Yeah. Like that one Scrib website I've started reading my information on codexes from.

ADB brought up the point that his limited edition didn't really reveal much about the heresy. And from what seems to be the actual plot, it was pretty much a close up for _The First Heretic_. Just as he said, basically a deleted scene if you will.

I don't see how this novel is anything like ADB's. First of all, it includes the interactions of a few of the legions. Which by itself is actually pretty fascinating. Probably the most interesting parts of the heresy are the interactions with other legion's and their primarch's. Secondly, this seems to be a war against the xeno threat. Which, if I may say, may have been the most important event before the heresy (besides uniting humanity).


----------



## Doelago

So now they have 400 copies remaining and wont sell them through the website. Instead they will sell them at events to which people from all around the world will probably not be able to get for their chance to buy the book... :headbutt: 

I want it so bad...


----------



## Roninman

HAH, it wasnt afterall Promethian Sun i was getting. It was other book (Gothic war) that i ordered same time from BL as that. Although confirmation mail to me said that Promethean Sun was despatched which was an error on their part. So you can keep your pants up.

I dont actually like way BL handled this. It seems to me that im paying separate postage for each item, even though they was ordered same time. Thats why i dont like to order from them, you pay more for books and you have to pay postage. Compared to for example play.com. Only thing worth ordering from BL anymore are these limited editions and print on demand titles. I dont care when i get books, i have too many on to-read list already.


----------



## Diatribe1974

I wonder if GW/BL learned anything from this whole debacle?

Probably not, but one can only hope it's not repeated again, eh?


----------



## constantin_valdor

Finally my copy of Promethean sun was dispatched today yay


----------



## Doelago

Diatribe1974 said:


> I wonder if GW/BL learned anything from this whole debacle?


I think they learned that they earn a shit load of money in a short period of time by doing these books.


----------



## Baron Spikey

Meh the Heresy series will be going for a few years yet, considering it's been 5 years since Horus Rising was published but in story terms we're only 2 years into a 7 year conflict.

Promethean Son and Aurelian are both 'satellite' stories, not at all a necessary read in the HH series but a diverting font of knowledge- would I have like either one to not have been limited editions? Of course but I'm not going to lose any sleep over the fact I'll have to wait 2 years, it's not like BL (or the other publishing houses) are going to put a hold on releasing great books to fill the time till then...

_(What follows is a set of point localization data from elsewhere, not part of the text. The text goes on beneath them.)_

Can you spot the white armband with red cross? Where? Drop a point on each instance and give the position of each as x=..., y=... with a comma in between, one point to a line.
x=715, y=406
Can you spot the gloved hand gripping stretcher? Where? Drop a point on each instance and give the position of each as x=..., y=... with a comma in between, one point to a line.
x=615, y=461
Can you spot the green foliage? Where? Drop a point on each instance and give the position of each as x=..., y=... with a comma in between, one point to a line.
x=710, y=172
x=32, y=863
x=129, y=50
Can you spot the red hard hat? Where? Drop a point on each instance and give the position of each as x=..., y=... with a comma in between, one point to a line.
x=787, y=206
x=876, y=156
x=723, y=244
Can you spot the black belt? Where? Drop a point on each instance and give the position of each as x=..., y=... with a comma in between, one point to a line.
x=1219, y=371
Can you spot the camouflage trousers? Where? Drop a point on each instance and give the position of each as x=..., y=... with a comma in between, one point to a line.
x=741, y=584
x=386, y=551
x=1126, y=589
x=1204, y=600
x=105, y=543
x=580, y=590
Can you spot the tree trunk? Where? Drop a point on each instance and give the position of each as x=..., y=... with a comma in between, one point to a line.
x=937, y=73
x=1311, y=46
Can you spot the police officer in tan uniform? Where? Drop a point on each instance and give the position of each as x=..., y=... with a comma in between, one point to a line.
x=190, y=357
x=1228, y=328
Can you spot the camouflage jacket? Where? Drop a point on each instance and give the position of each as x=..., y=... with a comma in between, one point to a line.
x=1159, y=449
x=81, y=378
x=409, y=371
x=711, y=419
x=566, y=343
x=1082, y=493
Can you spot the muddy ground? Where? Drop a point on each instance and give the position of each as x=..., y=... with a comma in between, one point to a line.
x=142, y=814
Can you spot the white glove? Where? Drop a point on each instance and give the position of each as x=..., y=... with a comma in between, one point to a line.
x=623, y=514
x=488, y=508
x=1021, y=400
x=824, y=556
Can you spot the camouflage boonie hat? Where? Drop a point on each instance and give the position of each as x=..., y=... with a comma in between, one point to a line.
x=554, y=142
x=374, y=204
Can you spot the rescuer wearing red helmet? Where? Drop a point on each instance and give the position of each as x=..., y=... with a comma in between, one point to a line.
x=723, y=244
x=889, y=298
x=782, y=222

So you complainers can grow a pair and stop moaninng about such unimportant crap, seriously a lot of you suggest how things should have been done just so there were more copies completely ignoring the whole 'Special Edition' angle they were going for with these books.


----------



## Words_of_Truth

constantin_valdor said:


> Finally my copy of Promethean sun was dispatched today yay


Mines still not allocated 

Btw there's still 400 copies left

"You may remember that in the days following Promethean Sun’s launch, our systems went a little haywire as they tried to cope with the demand. Well, now that the stock-servitors have been rebooted, we have found that of the 3,000 copies of Promethean Sun that have been printed, *we have 400 remaining*."


----------



## Bane_of_Kings

Mine was dispatched today! . *Does happy dance*.


----------



## Words_of_Truth

Did you order yours early? Maybe they are actually doing them in order date for once.


----------



## constantin_valdor

Words_of_Truth said:


> Did you order yours early? Maybe they are actually doing them in order date for once.


I ordered mine about an hour after it went on sale purely becuase i am a massive nerd (and damn proud) im hoping it will either be here tomorrow or monday =D *dances like a girl*


----------



## Roninman

Baron Spikey said:


> So you complainers can grow a pair and stop moaninng about such unimportant crap, seriously a lot of you suggest how things should have been done just so there were more copies completely ignoring the whole 'Special Edition' angle they were going for with these books.


This is THE main thing here. People dont grasb idea that Limited is limited. If this would have been dvd or some kinds of other thing, you would never again get to buy it. But on this instance they will publish it later on.


----------



## increaso

Baron Spikey has hit the nail on the head.

The Horus Heresy story has not been told in true chronological order and there is no way that the story will conclude anytime soon.

If we are lucky we will have Calth about Nov 2012.

(Mine hasn't been allocated yet)


----------



## Diatribe1974

Roninman said:


> This is THE main thing here. People dont grasb idea that Limited is limited. If this would have been dvd or some kinds of other thing, you would never again get to buy it. But on this instance they will publish it later on.


Limited Edition is fine.

Waiting 2 years minimum before we're able to see the story again in some other format is where I've got problems with.


----------



## Bane_of_Kings

Words_of_Truth said:


> Did you order yours early? Maybe they are actually doing them in order date for once.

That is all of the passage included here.